Assigning bernoulli prior to missing entries in covariate

I am fitting a logistic model in STAN (rstan library). My response variable does not have any missing values, however one of my covariates “HB” is binary and has missing entries.

Thus the goal is to impute at each iteration the missing entries in the binary vector, using a Bernoulli prior (with parameter, say, 0.5).

However, I am running into issues:

  • The missing data needs to be declared either as real or vector in the parameters or transformed parameters block;
  • Realizations from a Bernoulli distribution in the model block need to be integers;
  • As far as I am aware there is no function in STAN to convert a real or vector to integer.
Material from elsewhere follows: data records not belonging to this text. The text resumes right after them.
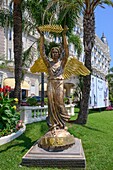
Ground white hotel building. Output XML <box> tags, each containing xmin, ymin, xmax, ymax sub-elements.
<box><xmin>0</xmin><ymin>1</ymin><xmax>111</xmax><ymax>108</ymax></box>
<box><xmin>71</xmin><ymin>18</ymin><xmax>110</xmax><ymax>108</ymax></box>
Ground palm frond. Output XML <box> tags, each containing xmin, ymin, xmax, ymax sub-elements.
<box><xmin>42</xmin><ymin>0</ymin><xmax>59</xmax><ymax>25</ymax></box>
<box><xmin>109</xmin><ymin>67</ymin><xmax>113</xmax><ymax>72</ymax></box>
<box><xmin>69</xmin><ymin>34</ymin><xmax>82</xmax><ymax>58</ymax></box>
<box><xmin>103</xmin><ymin>0</ymin><xmax>113</xmax><ymax>6</ymax></box>
<box><xmin>91</xmin><ymin>0</ymin><xmax>113</xmax><ymax>12</ymax></box>
<box><xmin>0</xmin><ymin>8</ymin><xmax>13</xmax><ymax>27</ymax></box>
<box><xmin>22</xmin><ymin>41</ymin><xmax>38</xmax><ymax>68</ymax></box>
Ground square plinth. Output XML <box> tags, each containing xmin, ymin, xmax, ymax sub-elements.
<box><xmin>21</xmin><ymin>138</ymin><xmax>86</xmax><ymax>169</ymax></box>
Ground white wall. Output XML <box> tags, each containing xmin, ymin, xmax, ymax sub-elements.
<box><xmin>89</xmin><ymin>75</ymin><xmax>109</xmax><ymax>108</ymax></box>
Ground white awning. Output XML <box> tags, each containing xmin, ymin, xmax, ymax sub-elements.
<box><xmin>3</xmin><ymin>78</ymin><xmax>30</xmax><ymax>90</ymax></box>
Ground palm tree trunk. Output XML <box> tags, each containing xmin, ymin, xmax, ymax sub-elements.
<box><xmin>76</xmin><ymin>12</ymin><xmax>95</xmax><ymax>124</ymax></box>
<box><xmin>13</xmin><ymin>1</ymin><xmax>22</xmax><ymax>104</ymax></box>
<box><xmin>0</xmin><ymin>0</ymin><xmax>3</xmax><ymax>6</ymax></box>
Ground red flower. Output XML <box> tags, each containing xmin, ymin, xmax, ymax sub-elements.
<box><xmin>0</xmin><ymin>88</ymin><xmax>3</xmax><ymax>92</ymax></box>
<box><xmin>5</xmin><ymin>86</ymin><xmax>11</xmax><ymax>92</ymax></box>
<box><xmin>3</xmin><ymin>87</ymin><xmax>6</xmax><ymax>93</ymax></box>
<box><xmin>8</xmin><ymin>86</ymin><xmax>11</xmax><ymax>91</ymax></box>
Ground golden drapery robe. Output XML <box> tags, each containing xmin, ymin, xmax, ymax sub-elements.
<box><xmin>47</xmin><ymin>60</ymin><xmax>70</xmax><ymax>129</ymax></box>
<box><xmin>30</xmin><ymin>56</ymin><xmax>90</xmax><ymax>129</ymax></box>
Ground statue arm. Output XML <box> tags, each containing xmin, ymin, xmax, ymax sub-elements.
<box><xmin>61</xmin><ymin>27</ymin><xmax>69</xmax><ymax>68</ymax></box>
<box><xmin>37</xmin><ymin>28</ymin><xmax>50</xmax><ymax>68</ymax></box>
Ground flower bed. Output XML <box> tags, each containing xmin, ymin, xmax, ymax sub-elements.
<box><xmin>106</xmin><ymin>106</ymin><xmax>113</xmax><ymax>111</ymax></box>
<box><xmin>0</xmin><ymin>124</ymin><xmax>26</xmax><ymax>146</ymax></box>
<box><xmin>0</xmin><ymin>86</ymin><xmax>24</xmax><ymax>140</ymax></box>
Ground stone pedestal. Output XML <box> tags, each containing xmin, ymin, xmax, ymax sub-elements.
<box><xmin>21</xmin><ymin>138</ymin><xmax>86</xmax><ymax>169</ymax></box>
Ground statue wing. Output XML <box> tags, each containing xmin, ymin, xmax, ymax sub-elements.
<box><xmin>63</xmin><ymin>57</ymin><xmax>90</xmax><ymax>79</ymax></box>
<box><xmin>30</xmin><ymin>57</ymin><xmax>48</xmax><ymax>74</ymax></box>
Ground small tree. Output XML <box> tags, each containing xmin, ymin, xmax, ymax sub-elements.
<box><xmin>106</xmin><ymin>67</ymin><xmax>113</xmax><ymax>105</ymax></box>
<box><xmin>73</xmin><ymin>76</ymin><xmax>83</xmax><ymax>107</ymax></box>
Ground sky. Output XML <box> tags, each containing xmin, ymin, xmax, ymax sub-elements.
<box><xmin>95</xmin><ymin>5</ymin><xmax>113</xmax><ymax>68</ymax></box>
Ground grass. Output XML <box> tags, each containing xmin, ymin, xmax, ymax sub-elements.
<box><xmin>0</xmin><ymin>110</ymin><xmax>113</xmax><ymax>170</ymax></box>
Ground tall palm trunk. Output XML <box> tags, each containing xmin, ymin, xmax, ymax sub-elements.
<box><xmin>76</xmin><ymin>12</ymin><xmax>95</xmax><ymax>124</ymax></box>
<box><xmin>13</xmin><ymin>1</ymin><xmax>22</xmax><ymax>103</ymax></box>
<box><xmin>0</xmin><ymin>0</ymin><xmax>3</xmax><ymax>6</ymax></box>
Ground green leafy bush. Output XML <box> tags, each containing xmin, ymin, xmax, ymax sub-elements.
<box><xmin>0</xmin><ymin>86</ymin><xmax>22</xmax><ymax>137</ymax></box>
<box><xmin>27</xmin><ymin>97</ymin><xmax>37</xmax><ymax>106</ymax></box>
<box><xmin>44</xmin><ymin>97</ymin><xmax>48</xmax><ymax>105</ymax></box>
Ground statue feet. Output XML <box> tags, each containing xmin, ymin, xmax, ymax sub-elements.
<box><xmin>38</xmin><ymin>128</ymin><xmax>75</xmax><ymax>152</ymax></box>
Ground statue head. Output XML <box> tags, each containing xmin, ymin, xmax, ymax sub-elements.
<box><xmin>50</xmin><ymin>47</ymin><xmax>61</xmax><ymax>60</ymax></box>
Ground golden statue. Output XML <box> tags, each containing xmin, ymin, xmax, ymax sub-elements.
<box><xmin>30</xmin><ymin>25</ymin><xmax>90</xmax><ymax>151</ymax></box>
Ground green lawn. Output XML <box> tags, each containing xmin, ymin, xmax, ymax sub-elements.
<box><xmin>0</xmin><ymin>110</ymin><xmax>113</xmax><ymax>170</ymax></box>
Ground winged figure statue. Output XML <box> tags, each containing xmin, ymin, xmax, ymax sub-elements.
<box><xmin>30</xmin><ymin>25</ymin><xmax>90</xmax><ymax>130</ymax></box>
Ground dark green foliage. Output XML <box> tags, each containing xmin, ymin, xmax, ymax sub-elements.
<box><xmin>44</xmin><ymin>97</ymin><xmax>48</xmax><ymax>105</ymax></box>
<box><xmin>25</xmin><ymin>0</ymin><xmax>50</xmax><ymax>27</ymax></box>
<box><xmin>69</xmin><ymin>34</ymin><xmax>82</xmax><ymax>57</ymax></box>
<box><xmin>106</xmin><ymin>67</ymin><xmax>113</xmax><ymax>103</ymax></box>
<box><xmin>45</xmin><ymin>41</ymin><xmax>60</xmax><ymax>56</ymax></box>
<box><xmin>0</xmin><ymin>96</ymin><xmax>20</xmax><ymax>137</ymax></box>
<box><xmin>26</xmin><ymin>97</ymin><xmax>37</xmax><ymax>106</ymax></box>
<box><xmin>45</xmin><ymin>0</ymin><xmax>82</xmax><ymax>34</ymax></box>
<box><xmin>0</xmin><ymin>8</ymin><xmax>13</xmax><ymax>27</ymax></box>
<box><xmin>73</xmin><ymin>76</ymin><xmax>83</xmax><ymax>107</ymax></box>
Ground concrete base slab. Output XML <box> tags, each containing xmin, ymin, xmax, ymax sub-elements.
<box><xmin>21</xmin><ymin>138</ymin><xmax>86</xmax><ymax>169</ymax></box>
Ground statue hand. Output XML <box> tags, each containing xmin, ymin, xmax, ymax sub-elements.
<box><xmin>62</xmin><ymin>26</ymin><xmax>68</xmax><ymax>35</ymax></box>
<box><xmin>36</xmin><ymin>27</ymin><xmax>44</xmax><ymax>36</ymax></box>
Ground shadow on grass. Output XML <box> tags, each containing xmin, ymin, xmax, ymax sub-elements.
<box><xmin>68</xmin><ymin>123</ymin><xmax>105</xmax><ymax>136</ymax></box>
<box><xmin>82</xmin><ymin>125</ymin><xmax>105</xmax><ymax>133</ymax></box>
<box><xmin>0</xmin><ymin>133</ymin><xmax>37</xmax><ymax>154</ymax></box>
<box><xmin>74</xmin><ymin>107</ymin><xmax>106</xmax><ymax>115</ymax></box>
<box><xmin>89</xmin><ymin>107</ymin><xmax>106</xmax><ymax>114</ymax></box>
<box><xmin>0</xmin><ymin>121</ymin><xmax>48</xmax><ymax>154</ymax></box>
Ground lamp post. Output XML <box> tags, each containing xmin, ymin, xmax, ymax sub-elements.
<box><xmin>41</xmin><ymin>72</ymin><xmax>44</xmax><ymax>107</ymax></box>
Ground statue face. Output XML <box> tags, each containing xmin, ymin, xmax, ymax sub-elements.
<box><xmin>51</xmin><ymin>48</ymin><xmax>60</xmax><ymax>61</ymax></box>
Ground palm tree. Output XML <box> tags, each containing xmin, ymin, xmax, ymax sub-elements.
<box><xmin>13</xmin><ymin>0</ymin><xmax>22</xmax><ymax>103</ymax></box>
<box><xmin>0</xmin><ymin>0</ymin><xmax>3</xmax><ymax>6</ymax></box>
<box><xmin>0</xmin><ymin>0</ymin><xmax>28</xmax><ymax>104</ymax></box>
<box><xmin>0</xmin><ymin>1</ymin><xmax>21</xmax><ymax>100</ymax></box>
<box><xmin>76</xmin><ymin>0</ymin><xmax>113</xmax><ymax>124</ymax></box>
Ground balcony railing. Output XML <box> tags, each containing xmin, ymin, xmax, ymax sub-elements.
<box><xmin>20</xmin><ymin>104</ymin><xmax>75</xmax><ymax>124</ymax></box>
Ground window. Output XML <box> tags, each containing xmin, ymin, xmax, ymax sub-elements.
<box><xmin>9</xmin><ymin>29</ymin><xmax>12</xmax><ymax>40</ymax></box>
<box><xmin>8</xmin><ymin>48</ymin><xmax>11</xmax><ymax>60</ymax></box>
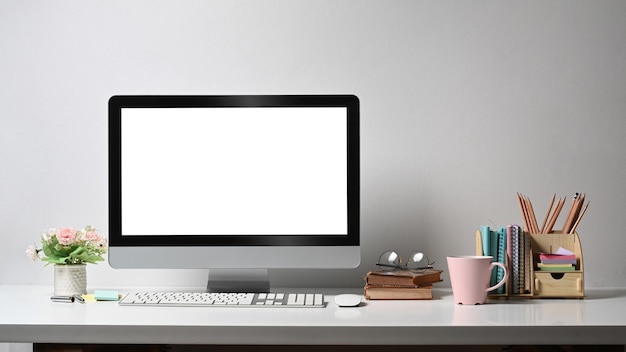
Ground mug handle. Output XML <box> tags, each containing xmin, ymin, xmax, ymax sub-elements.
<box><xmin>486</xmin><ymin>262</ymin><xmax>508</xmax><ymax>292</ymax></box>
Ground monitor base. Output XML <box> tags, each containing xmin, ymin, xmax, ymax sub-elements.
<box><xmin>206</xmin><ymin>269</ymin><xmax>270</xmax><ymax>293</ymax></box>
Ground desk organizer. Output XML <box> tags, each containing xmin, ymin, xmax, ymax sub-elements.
<box><xmin>475</xmin><ymin>231</ymin><xmax>584</xmax><ymax>299</ymax></box>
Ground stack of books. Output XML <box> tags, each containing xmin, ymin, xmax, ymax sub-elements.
<box><xmin>363</xmin><ymin>269</ymin><xmax>443</xmax><ymax>300</ymax></box>
<box><xmin>537</xmin><ymin>252</ymin><xmax>577</xmax><ymax>271</ymax></box>
<box><xmin>479</xmin><ymin>224</ymin><xmax>532</xmax><ymax>295</ymax></box>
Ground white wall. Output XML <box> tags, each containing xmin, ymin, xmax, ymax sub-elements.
<box><xmin>2</xmin><ymin>0</ymin><xmax>625</xmax><ymax>290</ymax></box>
<box><xmin>0</xmin><ymin>344</ymin><xmax>31</xmax><ymax>352</ymax></box>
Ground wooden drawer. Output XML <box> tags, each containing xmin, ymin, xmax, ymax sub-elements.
<box><xmin>534</xmin><ymin>272</ymin><xmax>584</xmax><ymax>298</ymax></box>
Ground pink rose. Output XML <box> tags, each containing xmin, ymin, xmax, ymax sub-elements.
<box><xmin>85</xmin><ymin>230</ymin><xmax>107</xmax><ymax>247</ymax></box>
<box><xmin>57</xmin><ymin>227</ymin><xmax>77</xmax><ymax>245</ymax></box>
<box><xmin>85</xmin><ymin>231</ymin><xmax>99</xmax><ymax>242</ymax></box>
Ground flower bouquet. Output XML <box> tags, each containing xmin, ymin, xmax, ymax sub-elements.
<box><xmin>26</xmin><ymin>226</ymin><xmax>107</xmax><ymax>295</ymax></box>
<box><xmin>26</xmin><ymin>225</ymin><xmax>107</xmax><ymax>265</ymax></box>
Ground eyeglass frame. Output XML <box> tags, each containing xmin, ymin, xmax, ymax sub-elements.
<box><xmin>376</xmin><ymin>250</ymin><xmax>435</xmax><ymax>272</ymax></box>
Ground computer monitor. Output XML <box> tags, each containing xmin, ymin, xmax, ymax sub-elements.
<box><xmin>108</xmin><ymin>95</ymin><xmax>360</xmax><ymax>292</ymax></box>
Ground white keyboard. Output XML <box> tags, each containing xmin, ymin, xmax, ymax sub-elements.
<box><xmin>119</xmin><ymin>292</ymin><xmax>325</xmax><ymax>308</ymax></box>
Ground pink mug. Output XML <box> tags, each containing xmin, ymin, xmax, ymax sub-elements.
<box><xmin>446</xmin><ymin>255</ymin><xmax>508</xmax><ymax>305</ymax></box>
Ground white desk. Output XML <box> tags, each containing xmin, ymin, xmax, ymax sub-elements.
<box><xmin>1</xmin><ymin>285</ymin><xmax>625</xmax><ymax>346</ymax></box>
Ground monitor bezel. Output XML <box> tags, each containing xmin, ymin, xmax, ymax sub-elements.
<box><xmin>108</xmin><ymin>94</ymin><xmax>360</xmax><ymax>248</ymax></box>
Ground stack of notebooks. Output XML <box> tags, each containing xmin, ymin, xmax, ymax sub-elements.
<box><xmin>479</xmin><ymin>224</ymin><xmax>531</xmax><ymax>295</ymax></box>
<box><xmin>363</xmin><ymin>268</ymin><xmax>443</xmax><ymax>300</ymax></box>
<box><xmin>537</xmin><ymin>252</ymin><xmax>577</xmax><ymax>271</ymax></box>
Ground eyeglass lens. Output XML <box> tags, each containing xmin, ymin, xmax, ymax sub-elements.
<box><xmin>378</xmin><ymin>251</ymin><xmax>400</xmax><ymax>268</ymax></box>
<box><xmin>378</xmin><ymin>251</ymin><xmax>428</xmax><ymax>270</ymax></box>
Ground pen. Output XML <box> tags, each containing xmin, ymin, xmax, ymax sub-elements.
<box><xmin>50</xmin><ymin>295</ymin><xmax>74</xmax><ymax>303</ymax></box>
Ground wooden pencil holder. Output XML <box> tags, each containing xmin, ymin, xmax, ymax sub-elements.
<box><xmin>475</xmin><ymin>231</ymin><xmax>584</xmax><ymax>299</ymax></box>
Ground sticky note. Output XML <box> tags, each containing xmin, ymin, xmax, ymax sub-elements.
<box><xmin>81</xmin><ymin>294</ymin><xmax>97</xmax><ymax>302</ymax></box>
<box><xmin>94</xmin><ymin>290</ymin><xmax>120</xmax><ymax>301</ymax></box>
<box><xmin>555</xmin><ymin>247</ymin><xmax>575</xmax><ymax>256</ymax></box>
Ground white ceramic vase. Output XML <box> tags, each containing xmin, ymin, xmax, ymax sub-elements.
<box><xmin>54</xmin><ymin>264</ymin><xmax>87</xmax><ymax>296</ymax></box>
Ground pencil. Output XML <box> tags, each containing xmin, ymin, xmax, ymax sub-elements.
<box><xmin>561</xmin><ymin>194</ymin><xmax>578</xmax><ymax>234</ymax></box>
<box><xmin>517</xmin><ymin>193</ymin><xmax>532</xmax><ymax>233</ymax></box>
<box><xmin>517</xmin><ymin>193</ymin><xmax>528</xmax><ymax>232</ymax></box>
<box><xmin>569</xmin><ymin>201</ymin><xmax>589</xmax><ymax>234</ymax></box>
<box><xmin>573</xmin><ymin>194</ymin><xmax>585</xmax><ymax>231</ymax></box>
<box><xmin>563</xmin><ymin>193</ymin><xmax>585</xmax><ymax>234</ymax></box>
<box><xmin>540</xmin><ymin>193</ymin><xmax>556</xmax><ymax>234</ymax></box>
<box><xmin>526</xmin><ymin>195</ymin><xmax>540</xmax><ymax>234</ymax></box>
<box><xmin>517</xmin><ymin>193</ymin><xmax>540</xmax><ymax>234</ymax></box>
<box><xmin>545</xmin><ymin>197</ymin><xmax>565</xmax><ymax>234</ymax></box>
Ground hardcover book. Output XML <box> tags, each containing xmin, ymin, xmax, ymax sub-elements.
<box><xmin>365</xmin><ymin>269</ymin><xmax>443</xmax><ymax>287</ymax></box>
<box><xmin>363</xmin><ymin>285</ymin><xmax>433</xmax><ymax>300</ymax></box>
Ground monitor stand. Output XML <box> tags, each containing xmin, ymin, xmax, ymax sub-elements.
<box><xmin>206</xmin><ymin>269</ymin><xmax>270</xmax><ymax>293</ymax></box>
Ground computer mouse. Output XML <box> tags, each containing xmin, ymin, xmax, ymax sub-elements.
<box><xmin>334</xmin><ymin>294</ymin><xmax>362</xmax><ymax>307</ymax></box>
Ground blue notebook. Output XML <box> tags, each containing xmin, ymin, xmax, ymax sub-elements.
<box><xmin>480</xmin><ymin>225</ymin><xmax>491</xmax><ymax>258</ymax></box>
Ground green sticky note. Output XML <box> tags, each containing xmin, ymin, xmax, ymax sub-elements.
<box><xmin>94</xmin><ymin>290</ymin><xmax>120</xmax><ymax>301</ymax></box>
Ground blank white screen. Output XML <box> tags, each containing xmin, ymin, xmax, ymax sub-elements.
<box><xmin>121</xmin><ymin>107</ymin><xmax>348</xmax><ymax>235</ymax></box>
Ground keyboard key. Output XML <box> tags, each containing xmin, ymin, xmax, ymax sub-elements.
<box><xmin>287</xmin><ymin>293</ymin><xmax>304</xmax><ymax>306</ymax></box>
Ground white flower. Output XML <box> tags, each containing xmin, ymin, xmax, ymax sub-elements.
<box><xmin>41</xmin><ymin>228</ymin><xmax>56</xmax><ymax>242</ymax></box>
<box><xmin>25</xmin><ymin>244</ymin><xmax>39</xmax><ymax>261</ymax></box>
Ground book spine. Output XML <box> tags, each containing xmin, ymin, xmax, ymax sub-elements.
<box><xmin>495</xmin><ymin>227</ymin><xmax>506</xmax><ymax>294</ymax></box>
<box><xmin>363</xmin><ymin>286</ymin><xmax>433</xmax><ymax>300</ymax></box>
<box><xmin>489</xmin><ymin>229</ymin><xmax>498</xmax><ymax>287</ymax></box>
<box><xmin>517</xmin><ymin>228</ymin><xmax>527</xmax><ymax>294</ymax></box>
<box><xmin>506</xmin><ymin>225</ymin><xmax>513</xmax><ymax>295</ymax></box>
<box><xmin>511</xmin><ymin>225</ymin><xmax>520</xmax><ymax>295</ymax></box>
<box><xmin>523</xmin><ymin>231</ymin><xmax>531</xmax><ymax>293</ymax></box>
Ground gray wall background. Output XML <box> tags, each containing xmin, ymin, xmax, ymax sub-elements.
<box><xmin>2</xmin><ymin>0</ymin><xmax>625</xmax><ymax>289</ymax></box>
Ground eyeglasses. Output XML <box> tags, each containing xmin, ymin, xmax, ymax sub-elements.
<box><xmin>376</xmin><ymin>251</ymin><xmax>434</xmax><ymax>272</ymax></box>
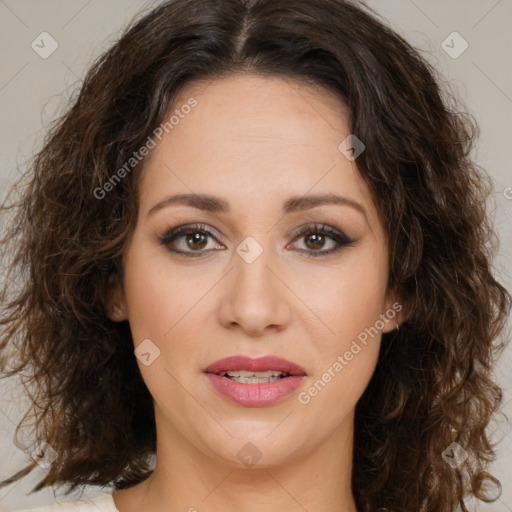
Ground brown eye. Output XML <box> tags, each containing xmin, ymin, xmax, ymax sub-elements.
<box><xmin>184</xmin><ymin>232</ymin><xmax>208</xmax><ymax>250</ymax></box>
<box><xmin>161</xmin><ymin>224</ymin><xmax>224</xmax><ymax>257</ymax></box>
<box><xmin>304</xmin><ymin>232</ymin><xmax>327</xmax><ymax>251</ymax></box>
<box><xmin>289</xmin><ymin>224</ymin><xmax>355</xmax><ymax>257</ymax></box>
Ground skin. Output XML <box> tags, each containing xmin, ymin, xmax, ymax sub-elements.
<box><xmin>107</xmin><ymin>73</ymin><xmax>402</xmax><ymax>512</ymax></box>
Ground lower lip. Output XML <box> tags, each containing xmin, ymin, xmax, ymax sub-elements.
<box><xmin>205</xmin><ymin>373</ymin><xmax>306</xmax><ymax>407</ymax></box>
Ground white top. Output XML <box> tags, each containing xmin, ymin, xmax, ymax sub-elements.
<box><xmin>16</xmin><ymin>493</ymin><xmax>119</xmax><ymax>512</ymax></box>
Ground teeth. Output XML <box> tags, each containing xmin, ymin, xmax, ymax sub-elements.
<box><xmin>226</xmin><ymin>376</ymin><xmax>281</xmax><ymax>384</ymax></box>
<box><xmin>219</xmin><ymin>370</ymin><xmax>289</xmax><ymax>383</ymax></box>
<box><xmin>222</xmin><ymin>370</ymin><xmax>285</xmax><ymax>378</ymax></box>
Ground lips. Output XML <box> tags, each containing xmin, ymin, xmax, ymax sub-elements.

I used the guidelines provided in section 3.3 of the STAN user guide. With the model below, the parser gives me an error at the bernoulli assignment line (penultimate line in the model block), saying it needs integers. Note: I also tried defining HB_miss as a real in the parameters block and getting the same error.

m2 <- '
data {                          
int<lower=0> N;                // total number of observations
int<lower=0,upper=1> y[N];     // setting the dependent variable y as binary
vector[N] X;                   // independent variable 1

int<lower=0> N_obs; 
int<lower=0> N_miss; 
int<lower=1, upper=N> ii_obs[N_obs]; 
int<lower=1, upper=N> ii_miss[N_miss]; 

vector[N_obs] HB_obs;         // independent variable 2 (observed) 

}
parameters {
real b_0;                      // intercept
real b_X;                      // beta 1,2, ...
real b_HB;
vector[N_miss] HB_miss;
}
transformed parameters {
vector[N] HB;
HB[ii_obs] = HB_obs;
HB[ii_miss] = HB_miss;
}
model {
b_0 ~ normal(0,100);           
b_X ~ normal(0,100);           
b_HB ~ normal(0,100); 
HB_miss ~ bernoulli(0.5); // This is where the parser gives me an error
y ~ bernoulli_logit(b_0 + b_X * X + b_HB * HB); // model
}

Any ideas how I can assign a bernoulli prior to HB_miss effectively in STAN?

You basically can’t do this. Stan does not work with discrete parameters because it cannot calculate the gradients. You probably can solve this by using a mixture model for the missing observations with two components and a mixture probability .5.

Component 1 for HB_miss = 0

bernoulli_logit(b_0 + b_X * X)

Component 2 for HB_miss = 1

bernoulli_logit(b_0 + b_X * X + b_HB)

Chapter 5 and 7 of the Stan User Guide might give more explanation.

1 Like

Got it!
Indeed I found out I can use log_mix for the mixture of the 2 bernoulli distributions you suggest above. Also need to marginalize over the parameters using bernoulli_logit_lpmf:

for (i in 1:N) {
if (HB[i] == -1) {
target += log_mix(lambda, bernoulli_logit_lpmf(y[i]| b_0 + b_X * X[i] + b_HB), bernoulli_logit_lpmf(y[i]| b_0 + b_X * X[i]));
} else {
HB[i] ~ bernoulli(lambda);
y[i] ~ bernoulli_logit(b_0 + b_X * X[i] + b_HB * HB[i]);
}

1 Like